Scott Fowler: Chase Elliott better watch out for locusts. NASCAR gods are unhappy with popular driver.

Chase Elliott had it.

He was there, speeding to victory in the Coca-Cola 600, so far ahead that even his spotter had gone mostly silent. His crew prepared for celebration. After grinding through nearly six hours worth of racing at Charlotte Motor Speedway, Elliott was a single minute from winning.

And then it happened _ again.

For the second time in a four-day span, Elliott got blindsided by a racing incident that wasn't his fault. This time it actually came from a Hendrick Motorsports racing teammate. William Byron, far back in the field, cut a tire and spun out.

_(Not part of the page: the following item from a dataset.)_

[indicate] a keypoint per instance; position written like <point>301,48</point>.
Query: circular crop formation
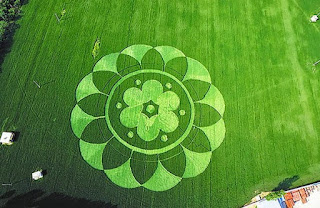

"That's got to be a joke!" Elliott said on his radio, along with a few unprintable things.

It wasn't a joke. It meant that Elliott _ practically on cruise control until Byron's wreck brought out the final caution flag and bunched up the field again _ had to win the race at Charlotte Motor Speedway all over again.

And he couldn't.

Hamstrung by a questionable call by crew chief Alan Gustafson to pit for four tires following that last caution, Elliott didn't restart from the front and couldn't make up the difference in the two-lap overtime period.

Instead, Brad Keselowski won and Jimmie Johnson finished second (Johnson was later disqualified for failing his post-race inspection). Neither of them had pitted at the end. Elliott was left with a third-place finish and a bushel of what-might-have-beens. He was moved up to second after Johnson got DQ-ed. That was no real consolation, though. In racing, there is a yawning gap between first place and everything else.

"We were a lap-and-a-half away from winning the Coca-Cola 600," a downcast Elliott said later.

On Wednesday, Kyle Busch had wrecked Elliott in the final laps at Darlington Raceway. Elliott was contending for the lead when Busch made a nearly inexplicable mistake for a driver of his caliber and sideswiped Elliott.

The resulting spin knocked Elliott out of the race. He fired a public middle finger at Busch right after that. But neither flipping the bird nor Busch's immediate apology for his mistake did Elliott any good.

So Sunday night made two potential wins for Elliott in four days in the Carolinas, both of them swept away by the gods of racing misfortune.

It makes you wonder what the next NASCAR Cup race Wednesday night at Charlotte Motor Speedway will plague Elliott with _ locusts, perhaps? Millions of cicadas are emerging in North Carolina after spending the past 17 years underground. Who's going to be surprised if a few get into Elliott's engine?